The discovery of anesthesia is essentially to America’s credit. Long, of Georgia, had produced anesthesia by ether as early as 1842; Jackson, of Boston, also claims credit for the discovery; but to Morton, a dentist of Boston, is undoubtedly due the honor of having introduced it for surgical purposes. The first public demonstration of its properties was made by Morton and Warren, October 16, 1846, in the Massachusetts General Hospital. Chloroform seems to have been exploited independently by Guthrie, of Sackett’s Harbor, N. Y., and Simpson, of Edinburgh, in 1847. It is a curious historical fact that the patient to whom Simpson meant first to administer chloroform in his clinic did not receive it because of some failure to have it on hand; she took ether instead and died, presumably of the anesthetic. Had she died under the influence of chloroform it would have been a serious setback to any general appreciation of its merits. Nitrous oxide is also an anesthetic for which America may take the credit. These are the three drugs in common use today, although there are others which are coming into general favor.

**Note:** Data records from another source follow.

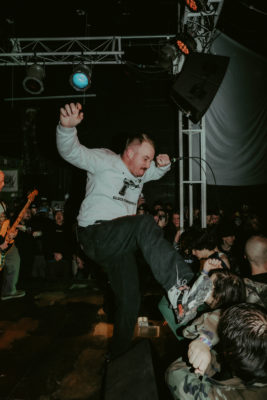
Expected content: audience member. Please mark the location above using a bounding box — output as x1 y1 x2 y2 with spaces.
166 303 267 400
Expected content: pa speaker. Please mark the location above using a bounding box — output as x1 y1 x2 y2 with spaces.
171 53 229 123
104 340 158 400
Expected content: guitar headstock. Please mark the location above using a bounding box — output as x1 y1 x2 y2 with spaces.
28 189 38 202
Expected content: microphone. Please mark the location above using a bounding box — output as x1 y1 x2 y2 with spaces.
171 157 183 164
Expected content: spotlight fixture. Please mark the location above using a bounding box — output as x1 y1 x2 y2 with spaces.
175 33 197 56
70 63 92 92
158 43 177 69
22 64 45 94
185 0 208 12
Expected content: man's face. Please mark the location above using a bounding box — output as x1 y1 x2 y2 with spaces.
172 214 180 228
222 235 235 246
127 142 155 176
192 249 206 260
0 172 5 192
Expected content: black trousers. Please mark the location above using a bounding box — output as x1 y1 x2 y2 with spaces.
78 215 193 357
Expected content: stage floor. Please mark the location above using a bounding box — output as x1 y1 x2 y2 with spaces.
0 280 181 400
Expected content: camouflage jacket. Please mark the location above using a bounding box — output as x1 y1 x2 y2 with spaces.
183 278 267 346
165 351 267 400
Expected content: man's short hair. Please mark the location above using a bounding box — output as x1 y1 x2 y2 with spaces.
125 133 155 150
245 235 267 266
209 269 246 309
190 227 218 250
218 303 267 383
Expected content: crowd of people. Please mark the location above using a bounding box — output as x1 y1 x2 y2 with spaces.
0 104 267 399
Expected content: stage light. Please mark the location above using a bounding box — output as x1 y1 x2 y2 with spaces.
22 64 45 94
158 43 177 69
176 33 197 56
70 63 92 92
185 0 208 12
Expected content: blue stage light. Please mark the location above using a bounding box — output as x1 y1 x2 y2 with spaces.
70 64 91 91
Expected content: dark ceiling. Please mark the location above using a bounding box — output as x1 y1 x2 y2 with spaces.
0 0 267 161
0 0 267 54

It can be stated as an axiom that when a surgeon tries to abolish human sensibility, or pass an instrument through the human skin, he introduces elements of danger which can never be certainly and completely controlled—that is to say, the administration of an anesthetic is never to be undertaken as a trifling matter, but should be entered upon as carefully for a minor procedure as for a dangerous and prolonged operation.
Anesthetics are sources of danger, not only for the moment while they are in use, but because of the disturbances which may follow in their train. These drugs should never be administered carelessly nor thoughtlessly, nor by inexperienced individuals, but entrusted to the wisest and the most discreet. More is expected of the anesthetizer than that he shall barely keep the patient alive; he should be so expert as to keep the patient safely on the side of complete anesthesia and muscle relaxation. Nor should he be willing to yield to the importunities of an impatient operator who may be continually appealing to him to crowd the anesthetic. When thus given, and by an expert, such postanesthetic distress as nausea, vomiting, coughing, etc., may be avoided. So generally are these facts now realized and appreciated, that in many of the large hospitals a regular anesthetizer is employed, whose sole duty it is to administer the anesthetic for the attending surgeons. The management of an anesthetic has much to do with the allied subjects of the preparation of the patient, the management of shock or reduced blood pressure, and the status lymphaticus, which have already been considered.
Fatal accidents from anesthetics are the appalling ones which have generally occurred in cases where it has been assumed that the patient is in good condition, and where neither preliminary examination nor preparation has been made. In the presence of unmistakable cardiac disease, or of great arterial tension, the surgeon may, by foreseeing the possibility of trouble, do much to prevent it; but when an apparently healthy individual is placed upon the operating table without attention to these matters it may happen that his heart will stop as suddenly and unexpectedly as though it had been transfixed. In other words, the accidents of anesthesia usually occur when least expected; on the other hand, accidents will be few and far between when all cases are handled as though promising to be severe ones.